Abstract

To the Editor
Lithium has been a well-established treatment for bipolar disorder (BD) for several decades. Two well-known thyroid abnormalities associated with lithium are goitre and hypothyroidism (Barclay et al., 1994). However, hyperthyroidism among lithium-treated patients is relatively rare (Miller and Daniels, 2001). Lithium leads to hyperthyroidism by two mechanisms: direct toxic effect resulting in silent thyroiditis (Miller and Daniels, 2001); and by causing abnormal expansion of the intrathyroidal iodine pool, thereby predisposing to Graves’ disease (Brownlie and Turner, 2011). Silent thyroiditis in patients treated with lithium has an incidence rate of 1.3 cases per 1000 person years, which is 5–43 times higher than the general population (Miller and Daniels, 2001).
We present here a patient with hyperthyroidism while on lithium maintenance therapy and discuss treatment options. Ms B is a 51-year-old woman with an18-year history of BD. She was stable on maintenance lithium carbonate 1350 mg per day and quetiapine 200 mg at night. She was euthyroid until early 2012 when her symptoms started. Her serum lithium level was usually between 0.4 and 0.6 mmol/L throughout those years.
In March 2012, Ms B complained of several months of generalised myalgia, palpitations, hair loss, anxiety, excessive sweating, restlessness, insomnia and hot flushes. On the basis of these symptoms, thyroid function tests were ordered that revealed low thyroid-stimulating hormone 0.02 mIU/L (0.5–4.0), but a normal free thyroxine (T4) 19 pmol/L (10–25). An ultrasound of the neck did not show a thyroid mass. A thyroid nuclear scan showed faint radiotracer uptake with no focal hot nodule. A diagnosis of hyperthyroidism due to silent thyroiditis was made by the endocrinologist.
Ms B was commenced on carbimazole 5 mg twice a day due to severe thyrotoxic symptoms. Lithium was maintained as the patient was concerned about potential relapse of her BD. After 3 months on carbimazole, her thyroid function returned to normal and clinical symptoms of hyperthyroidism resolved. However, subsequent to this period she developed hypothyroidism and carbimazole was ceased. Ms B was commenced on replacement T4 50 μg per day and her thyroid status has been closely monitored since.
Silent thyroiditis associated with lithium use is usually characterised by spontaneously resolving thyrotoxicosis and a very low radioiodine uptake; it is frequently followed by hypothyroidism (Miller and Daniels, 2001). Lithium-induced hyperthyroidism raises interesting management issues in a psychiatrically stable patient with BD. The key decisions would be whether to continue lithium, and when antithyroid medications are warranted.
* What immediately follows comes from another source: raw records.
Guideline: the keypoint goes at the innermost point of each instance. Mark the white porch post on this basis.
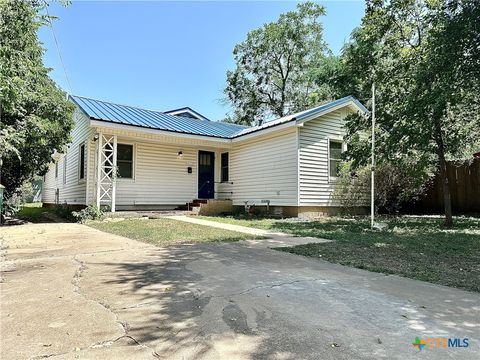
(99, 166)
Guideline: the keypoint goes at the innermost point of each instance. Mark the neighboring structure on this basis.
(132, 158)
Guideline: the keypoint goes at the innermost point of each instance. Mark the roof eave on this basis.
(105, 123)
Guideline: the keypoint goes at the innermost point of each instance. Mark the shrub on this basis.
(91, 212)
(395, 184)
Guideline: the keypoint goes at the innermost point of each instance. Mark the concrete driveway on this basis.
(72, 292)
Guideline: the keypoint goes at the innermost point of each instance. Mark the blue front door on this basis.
(206, 175)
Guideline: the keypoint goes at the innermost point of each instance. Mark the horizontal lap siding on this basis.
(73, 191)
(161, 176)
(314, 185)
(265, 169)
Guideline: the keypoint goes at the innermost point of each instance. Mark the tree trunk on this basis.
(447, 200)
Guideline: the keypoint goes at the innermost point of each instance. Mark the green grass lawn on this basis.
(415, 247)
(164, 232)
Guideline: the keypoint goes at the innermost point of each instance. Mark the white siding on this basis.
(73, 190)
(264, 168)
(315, 186)
(160, 176)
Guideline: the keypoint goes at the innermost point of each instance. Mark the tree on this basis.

Literature on the management of lithium-induced hyperthyroidism suggests continuation of lithium therapy given the worsening of thyrotoxicosis on lithium discontinuation (Reus et al., 1979; Thompson and Baylis, 1986). However, two reports (Bernstein and Friedman, 2011; Mizukami et al., 1995) describe lithium cessation in silent thyroiditis due to the potential ongoing toxic effects of lithium on the thyroid gland.
The addition of antithyroid medications depends on the clinical severity of thyrotoxicosis and the aetiology of hyperthyroidism. Graves’ disease is usually protracted, with more severe symptoms than silent thyroiditis, which is more self-limiting in nature (Miller and Daniels, 2001). Thus, antithyroid medications are not usually indicated in silent thyroiditis (Barclay et al., 1994; Brownlie and Turner, 2011) unless the patient suffers severe symptoms of thyrotoxicosis.
On balance, our case report in conjunction with the literature suggests that lithium-associated silent thyroiditis:
is a transient phenomenon that can be safely managed by continuing lithium for psychiatric indications;
can occur after several years of treatment;
may require the addition of antithyroid medications in severe thyrotoxicosis; and
is often followed by a hypothyroid phase.
On the basis of the issues discussed in this article, clinicians should be aware of this potential long-term adverse effect that can mimic affective states in a patient with BD.
Footnotes
Funding
This research received no specific grant from any funding agency in the public, commercial or not-for-profit sectors.
Declaration of interest
The authors report no conflicts of interest. The authors alone are responsible for the content and writing of the paper.